The Subsidiary Body for Implementation at the UN talks failed to complete any work at two weeks of meetings in Bonn that finished today because Russia, Ukraine and Belarus objected to the group’s agenda.
The delay means envoys will have to redouble efforts when they meet in November in Warsaw, and some decisions may be delayed until 2014, said Quamrul Chowdury, the lead negotiator for the Least Developed Countries group of nations. The talks are aiming to adopt a treaty in 2015 that would limit fossil fuel emissions blamed for damaging the climate.
“Practically speaking we have lost six months,” Chowdury said in an interview. The Warsaw conference will have to address the SBI’s agenda from Bonn well as its own, he said. “There is a danger some items will have to be forwarded to next year.”
The negotiations sponsored by the UN are seeking to replace the 1997 Kyoto Protocol, which limits greenhouse gas pollution from industrial nations. Officials meeting in Bonn were supposed to draft decisions and decide on further actions that are formally approved by the Conference of Parties to the UN Framework Convention on Climate Change at the end of the year.
At the Bonn meeting, work under the Subsidiary Body for Implementation, or SBI, failed to address any items since June 3, when Russia, Ukraine and Belarus blocked the agenda. The three nations want the SBI to include in its agenda a formal discussion of meeting procedures, which have never been agreed.
Russia, Belarus and Ukraine objected to the conclusion of the last UN climate meeting in Doha. They were upset about the body’s decision to restrict their ability to sell surplus Kyoto permits in the eight years to 2020.
Regardless of the holdup, nations have had “very good informal exchanges” on many SBI agenda items, said Jurgen Lefevere, deputy head of the EU delegation.
“Issues raised by Russia, Ukraine and Belarus have to be discussed,” Lefevere told reporters today. “We will use the time between Bonn and Warsaw to address the issues so that we have no blockage when the Warsaw COP starts.”
The SBI meeting had been due to discuss issues such as a review of rules governing UN carbon offset projects and plans to address loss and damages resulting from the effects of climate change. The loss-and-damage proposal championed by small island nations would channel cash from richer nations to developing ones hit hardest by climate change.

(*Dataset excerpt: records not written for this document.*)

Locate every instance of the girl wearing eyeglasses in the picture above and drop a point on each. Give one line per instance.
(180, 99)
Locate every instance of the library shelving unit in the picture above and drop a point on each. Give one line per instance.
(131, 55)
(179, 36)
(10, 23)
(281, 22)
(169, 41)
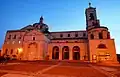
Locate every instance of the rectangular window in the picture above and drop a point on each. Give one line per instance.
(14, 37)
(68, 35)
(33, 38)
(9, 37)
(76, 35)
(61, 35)
(11, 51)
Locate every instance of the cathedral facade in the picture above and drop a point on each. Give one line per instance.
(35, 42)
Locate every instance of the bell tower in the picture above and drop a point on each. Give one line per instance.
(91, 17)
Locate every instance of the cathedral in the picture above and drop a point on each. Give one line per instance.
(36, 42)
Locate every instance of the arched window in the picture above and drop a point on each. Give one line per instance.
(100, 36)
(102, 46)
(92, 36)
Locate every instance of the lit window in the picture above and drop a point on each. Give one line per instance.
(61, 35)
(33, 38)
(13, 42)
(11, 51)
(68, 35)
(6, 51)
(19, 42)
(9, 37)
(102, 46)
(92, 36)
(100, 36)
(76, 35)
(84, 34)
(7, 42)
(14, 37)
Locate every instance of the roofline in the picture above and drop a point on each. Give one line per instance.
(15, 31)
(68, 31)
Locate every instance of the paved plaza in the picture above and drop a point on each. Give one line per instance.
(58, 69)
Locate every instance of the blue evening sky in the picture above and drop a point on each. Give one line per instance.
(60, 15)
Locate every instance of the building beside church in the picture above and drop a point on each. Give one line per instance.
(35, 42)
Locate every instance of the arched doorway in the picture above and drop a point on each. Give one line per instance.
(76, 53)
(32, 51)
(65, 52)
(55, 52)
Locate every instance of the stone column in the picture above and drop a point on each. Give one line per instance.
(60, 52)
(70, 53)
(25, 51)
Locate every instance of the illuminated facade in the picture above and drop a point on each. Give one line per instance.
(35, 42)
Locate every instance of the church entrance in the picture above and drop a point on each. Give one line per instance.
(65, 53)
(32, 51)
(76, 53)
(55, 53)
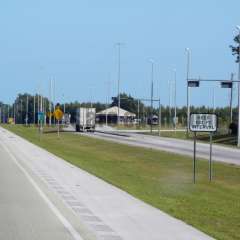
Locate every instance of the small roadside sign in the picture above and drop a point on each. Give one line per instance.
(41, 116)
(203, 122)
(58, 114)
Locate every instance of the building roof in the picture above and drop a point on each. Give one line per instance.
(114, 111)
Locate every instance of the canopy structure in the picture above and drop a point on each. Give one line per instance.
(112, 115)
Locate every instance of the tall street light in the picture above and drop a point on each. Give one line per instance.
(238, 140)
(188, 100)
(152, 63)
(175, 98)
(119, 77)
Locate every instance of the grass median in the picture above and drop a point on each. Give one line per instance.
(161, 179)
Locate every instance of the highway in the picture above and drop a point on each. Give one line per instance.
(184, 147)
(45, 197)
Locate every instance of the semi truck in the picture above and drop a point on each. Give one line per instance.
(85, 119)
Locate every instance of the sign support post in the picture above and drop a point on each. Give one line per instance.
(194, 158)
(203, 122)
(210, 158)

Christiana Figueres, the top UN climate official, said she’s “confident” that governments will find a solution between now and the summit in Poland. Negotiators gathering in Warsaw can make up for lost time and “do the work of three weeks in one,” she told reporters today. The delay in the SBI hasn’t stopped progress in the rest of the meeting, she said.
The SBI is one of the three main bodies working at the UN talks. The two others are working on rules and guidelines for the post-2020 deal, and they made progress in Bonn, Figueres said.

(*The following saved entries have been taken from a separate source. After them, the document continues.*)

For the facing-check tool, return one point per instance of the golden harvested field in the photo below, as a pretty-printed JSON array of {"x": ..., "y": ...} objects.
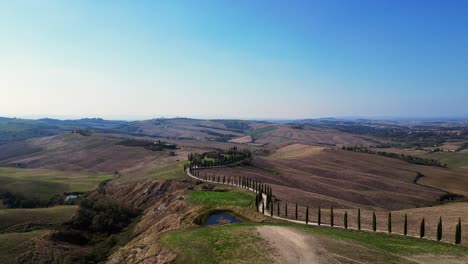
[
  {"x": 285, "y": 134},
  {"x": 352, "y": 180}
]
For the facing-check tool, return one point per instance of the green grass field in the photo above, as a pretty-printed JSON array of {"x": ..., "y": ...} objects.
[
  {"x": 10, "y": 218},
  {"x": 395, "y": 244},
  {"x": 13, "y": 245},
  {"x": 170, "y": 172},
  {"x": 452, "y": 159},
  {"x": 221, "y": 244},
  {"x": 261, "y": 130},
  {"x": 237, "y": 242},
  {"x": 43, "y": 184},
  {"x": 226, "y": 198}
]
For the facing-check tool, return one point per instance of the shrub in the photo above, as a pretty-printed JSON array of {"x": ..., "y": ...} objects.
[
  {"x": 345, "y": 220},
  {"x": 458, "y": 232},
  {"x": 405, "y": 225},
  {"x": 374, "y": 222},
  {"x": 439, "y": 229},
  {"x": 389, "y": 222},
  {"x": 422, "y": 229},
  {"x": 359, "y": 219},
  {"x": 319, "y": 216}
]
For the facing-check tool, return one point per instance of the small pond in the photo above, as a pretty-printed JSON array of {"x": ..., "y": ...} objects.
[
  {"x": 71, "y": 197},
  {"x": 221, "y": 218}
]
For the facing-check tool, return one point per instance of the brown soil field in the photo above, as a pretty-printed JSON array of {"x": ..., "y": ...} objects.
[
  {"x": 350, "y": 180},
  {"x": 181, "y": 128},
  {"x": 313, "y": 136},
  {"x": 73, "y": 152},
  {"x": 242, "y": 140},
  {"x": 449, "y": 212},
  {"x": 296, "y": 151}
]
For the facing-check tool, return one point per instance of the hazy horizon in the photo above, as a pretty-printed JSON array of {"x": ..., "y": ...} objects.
[{"x": 241, "y": 60}]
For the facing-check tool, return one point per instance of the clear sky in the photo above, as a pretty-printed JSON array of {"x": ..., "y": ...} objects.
[{"x": 234, "y": 59}]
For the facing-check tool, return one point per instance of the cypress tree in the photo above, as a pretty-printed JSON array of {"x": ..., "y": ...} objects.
[
  {"x": 458, "y": 232},
  {"x": 319, "y": 216},
  {"x": 278, "y": 209},
  {"x": 271, "y": 208},
  {"x": 256, "y": 202},
  {"x": 359, "y": 219},
  {"x": 405, "y": 226},
  {"x": 374, "y": 222},
  {"x": 345, "y": 220},
  {"x": 296, "y": 211},
  {"x": 422, "y": 229},
  {"x": 389, "y": 222},
  {"x": 439, "y": 229}
]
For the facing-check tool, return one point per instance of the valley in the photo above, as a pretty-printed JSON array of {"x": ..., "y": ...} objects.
[{"x": 130, "y": 173}]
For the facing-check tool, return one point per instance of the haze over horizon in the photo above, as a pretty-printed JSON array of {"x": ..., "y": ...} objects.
[{"x": 243, "y": 59}]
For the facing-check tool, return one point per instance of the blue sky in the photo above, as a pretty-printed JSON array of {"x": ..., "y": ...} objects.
[{"x": 235, "y": 59}]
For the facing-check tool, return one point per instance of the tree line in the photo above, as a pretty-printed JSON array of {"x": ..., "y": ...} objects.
[
  {"x": 271, "y": 203},
  {"x": 232, "y": 156}
]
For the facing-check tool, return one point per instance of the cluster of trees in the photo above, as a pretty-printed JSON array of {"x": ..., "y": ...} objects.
[
  {"x": 260, "y": 188},
  {"x": 232, "y": 156},
  {"x": 96, "y": 224},
  {"x": 422, "y": 225},
  {"x": 154, "y": 146},
  {"x": 17, "y": 200},
  {"x": 263, "y": 189},
  {"x": 407, "y": 158}
]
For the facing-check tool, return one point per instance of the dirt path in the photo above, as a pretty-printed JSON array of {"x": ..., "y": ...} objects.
[{"x": 290, "y": 246}]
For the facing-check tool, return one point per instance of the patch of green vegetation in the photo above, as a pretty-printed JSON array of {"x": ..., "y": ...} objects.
[
  {"x": 261, "y": 130},
  {"x": 43, "y": 184},
  {"x": 39, "y": 217},
  {"x": 217, "y": 198},
  {"x": 452, "y": 159},
  {"x": 395, "y": 244},
  {"x": 234, "y": 243},
  {"x": 12, "y": 245},
  {"x": 170, "y": 172},
  {"x": 101, "y": 225}
]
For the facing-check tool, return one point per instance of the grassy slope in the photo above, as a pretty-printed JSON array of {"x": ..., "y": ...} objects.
[
  {"x": 14, "y": 244},
  {"x": 261, "y": 130},
  {"x": 231, "y": 198},
  {"x": 46, "y": 183},
  {"x": 170, "y": 172},
  {"x": 40, "y": 216},
  {"x": 223, "y": 244},
  {"x": 452, "y": 159},
  {"x": 238, "y": 242}
]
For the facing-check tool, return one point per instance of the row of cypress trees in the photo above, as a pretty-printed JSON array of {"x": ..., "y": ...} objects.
[
  {"x": 422, "y": 226},
  {"x": 265, "y": 189}
]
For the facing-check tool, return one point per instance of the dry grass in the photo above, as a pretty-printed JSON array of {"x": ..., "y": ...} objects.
[
  {"x": 285, "y": 134},
  {"x": 342, "y": 179},
  {"x": 296, "y": 151}
]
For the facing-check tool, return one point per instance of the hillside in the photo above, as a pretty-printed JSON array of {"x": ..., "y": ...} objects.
[{"x": 344, "y": 179}]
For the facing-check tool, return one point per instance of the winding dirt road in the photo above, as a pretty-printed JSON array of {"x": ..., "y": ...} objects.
[{"x": 289, "y": 245}]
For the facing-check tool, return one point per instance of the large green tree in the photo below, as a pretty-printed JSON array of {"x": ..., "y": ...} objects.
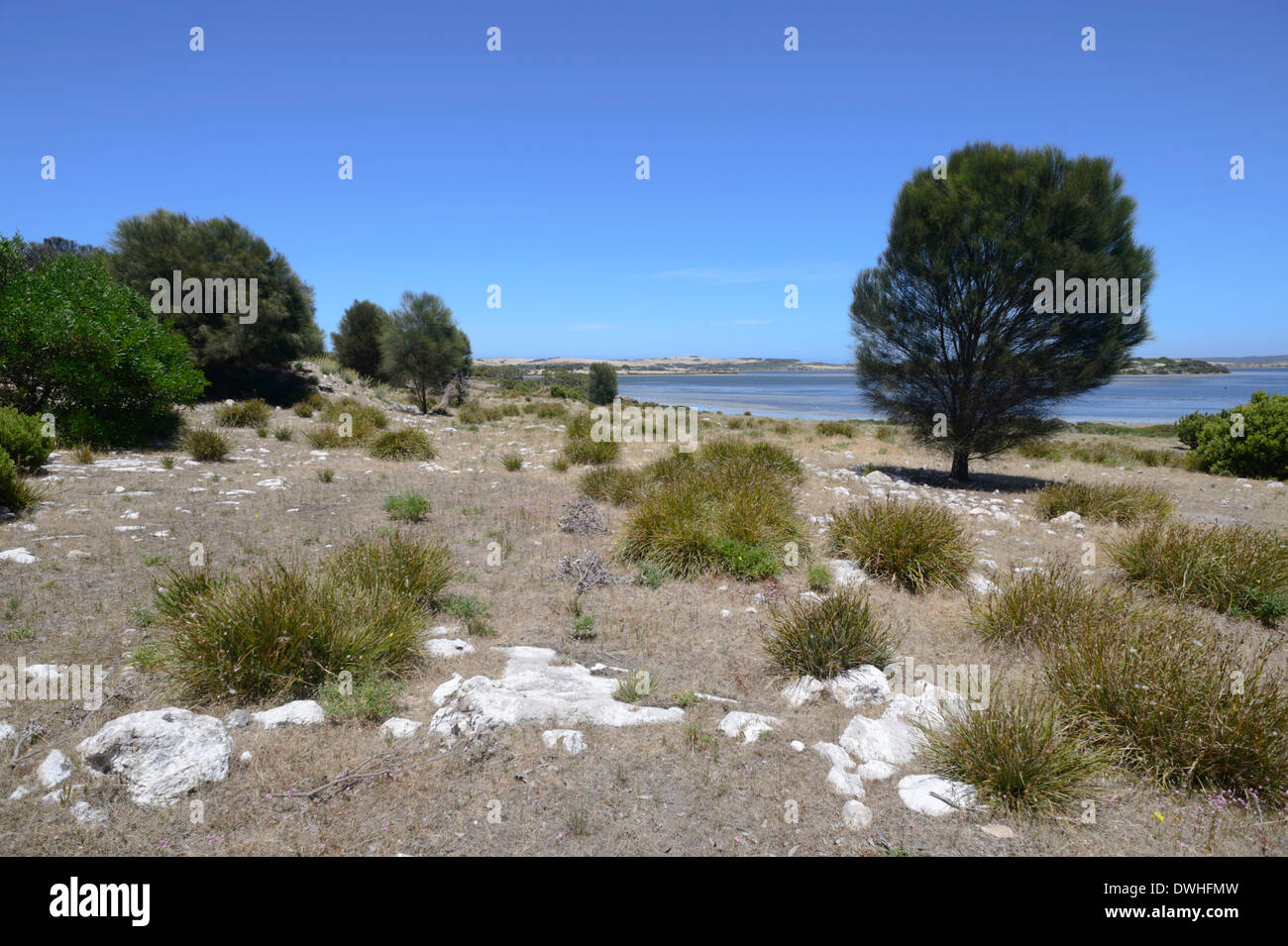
[
  {"x": 423, "y": 347},
  {"x": 357, "y": 343},
  {"x": 952, "y": 332},
  {"x": 156, "y": 245},
  {"x": 76, "y": 344}
]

“Governments are moving faster now from the stage of exploring options to designing and implementing solutions,” Figueres said in a statement.
EU Climate Commissioner Connie Hedegaard said that while she was glad to see support for the proposal by the 27-nation bloc proposal to reduce HFCs, which are industrial gases more potent than carbon in harming the atmosphere, she remained concerned that many “major negotiating partners do not yet seem ready to engage beyond restating positions of principle.”

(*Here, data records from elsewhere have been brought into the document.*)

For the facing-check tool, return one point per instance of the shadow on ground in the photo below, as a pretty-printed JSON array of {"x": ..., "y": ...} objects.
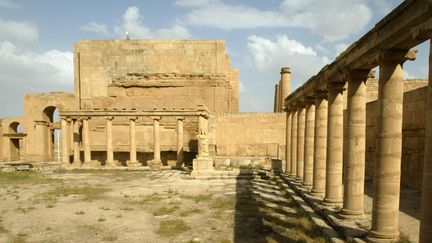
[{"x": 264, "y": 212}]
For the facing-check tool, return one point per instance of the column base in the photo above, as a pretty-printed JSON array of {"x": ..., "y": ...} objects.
[
  {"x": 91, "y": 164},
  {"x": 155, "y": 164},
  {"x": 205, "y": 164},
  {"x": 332, "y": 202},
  {"x": 375, "y": 236},
  {"x": 76, "y": 164},
  {"x": 350, "y": 214},
  {"x": 111, "y": 163},
  {"x": 135, "y": 163}
]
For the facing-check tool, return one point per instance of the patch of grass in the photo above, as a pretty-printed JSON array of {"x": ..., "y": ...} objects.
[
  {"x": 198, "y": 198},
  {"x": 26, "y": 178},
  {"x": 127, "y": 208},
  {"x": 403, "y": 238},
  {"x": 172, "y": 227},
  {"x": 165, "y": 210},
  {"x": 223, "y": 203},
  {"x": 24, "y": 210},
  {"x": 110, "y": 238},
  {"x": 18, "y": 239},
  {"x": 88, "y": 192},
  {"x": 154, "y": 197},
  {"x": 187, "y": 213}
]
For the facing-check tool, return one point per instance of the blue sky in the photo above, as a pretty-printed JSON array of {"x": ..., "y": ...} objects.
[{"x": 37, "y": 37}]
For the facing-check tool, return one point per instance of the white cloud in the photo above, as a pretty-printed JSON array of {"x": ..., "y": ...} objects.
[
  {"x": 339, "y": 48},
  {"x": 8, "y": 4},
  {"x": 21, "y": 33},
  {"x": 224, "y": 16},
  {"x": 134, "y": 24},
  {"x": 95, "y": 27},
  {"x": 333, "y": 20},
  {"x": 270, "y": 55},
  {"x": 25, "y": 71}
]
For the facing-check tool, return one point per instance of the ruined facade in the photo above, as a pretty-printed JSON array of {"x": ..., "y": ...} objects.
[{"x": 126, "y": 84}]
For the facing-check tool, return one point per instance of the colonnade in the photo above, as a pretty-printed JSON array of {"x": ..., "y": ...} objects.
[
  {"x": 72, "y": 142},
  {"x": 315, "y": 142}
]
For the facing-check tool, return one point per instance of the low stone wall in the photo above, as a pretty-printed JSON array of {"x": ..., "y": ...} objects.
[
  {"x": 413, "y": 134},
  {"x": 248, "y": 135}
]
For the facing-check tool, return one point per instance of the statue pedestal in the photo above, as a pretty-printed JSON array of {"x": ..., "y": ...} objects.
[
  {"x": 155, "y": 164},
  {"x": 201, "y": 165}
]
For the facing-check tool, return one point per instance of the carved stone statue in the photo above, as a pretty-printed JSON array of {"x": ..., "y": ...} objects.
[{"x": 202, "y": 145}]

“While the outcomes of these negotiations are good news, the last two weeks illustrate with all possible clarity that a lot more work will be needed to get solid results from COP 19 in Warsaw in November,” Hedegaard said in a statement in Brussels.
After appeals this week from the U.S., the European Union, China and India, the three still refused to accept a compromise. Tomasz Chruszczow, SBI chairman, closed the session on June 11. Talks will resume under Polish guidance in Warsaw Nov. 22.